MDS – Como você escolheu o nome do filme, “Aqui Deste Lugar”?  SM - A ideia veio do livro da pesquisadora Amélia Cohn, a partir de uma das cartas enviadas ao ex-presidente Lula por um beneficiário do Bolsa Família. A carta começava assim: “Senhor presidente, aqui deste lugar...”.
MDS – Quando começaram as filmagens e onde moram essasfamílias?SM – As filmagens começaram em agosto e foram feitas nos municípios de Valença, no Piauí; Tauá, no Ceará; São Paulo; Rio Grande, no Rio Grande do Sul e Manacapuru, no Amazonas.

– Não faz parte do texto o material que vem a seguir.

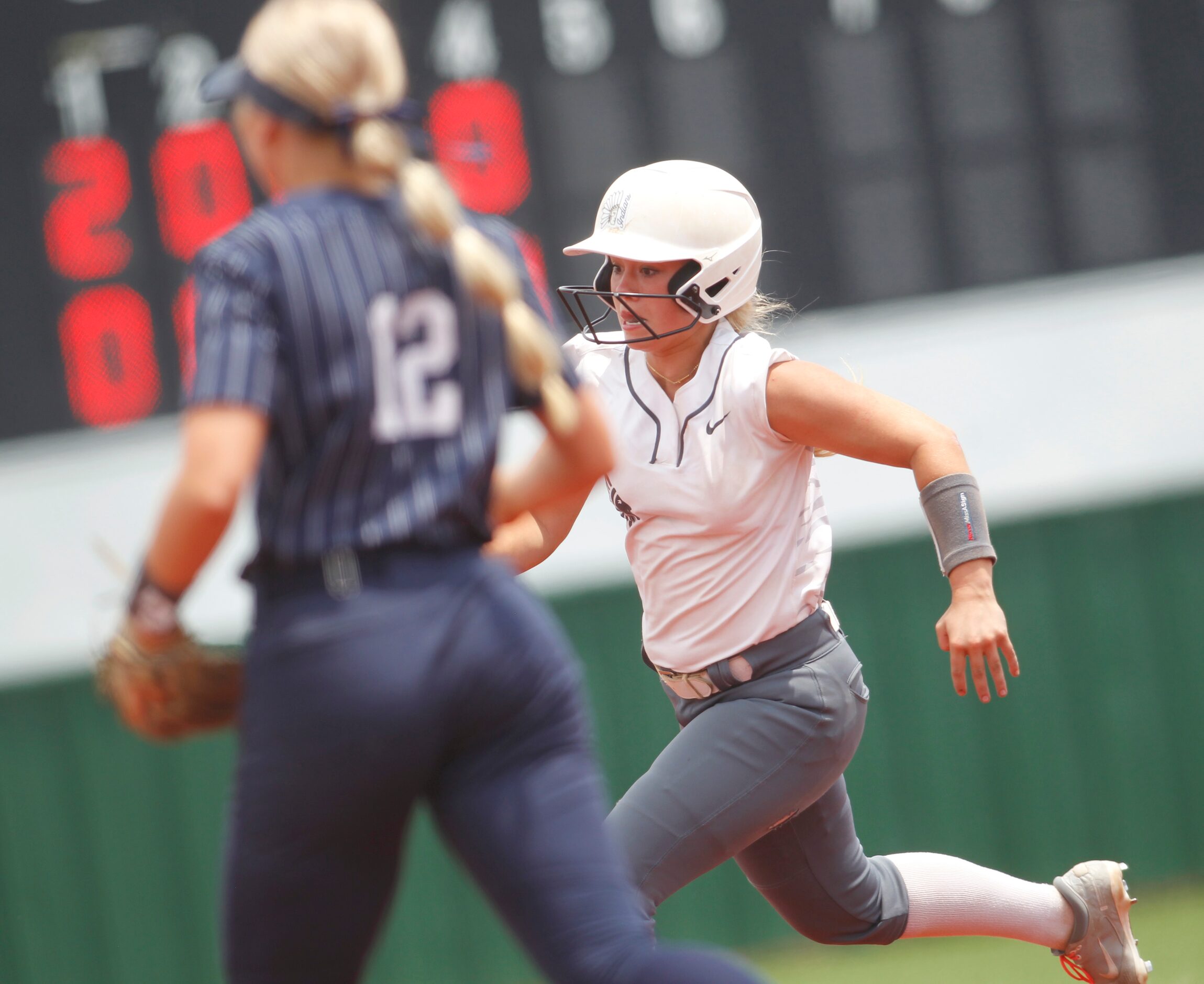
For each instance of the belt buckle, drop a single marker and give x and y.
(689, 686)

MDS – Tem alguma história interessante para nos adiantar?SM – Aconteceram coisas muito bacanas durante as filmagens. Uma delas é a história de uma menina beneficiária do Bolsa Família, no Ceará, que sonhava em ser cantora. Ela batalhou para fazer o show e conseguiu. Foi exatamente no último dia das filmagens. Isso está no documentário. Foi muito emocionante a reação da mãe vendo a filha se reinventar. O Brasil tem que dar espaço para as pessoas sonharem. Isso está condensado nos versos de uma música de Caetano Veloso, que diz “gente é pra brilhar, não pra morrer de fome.”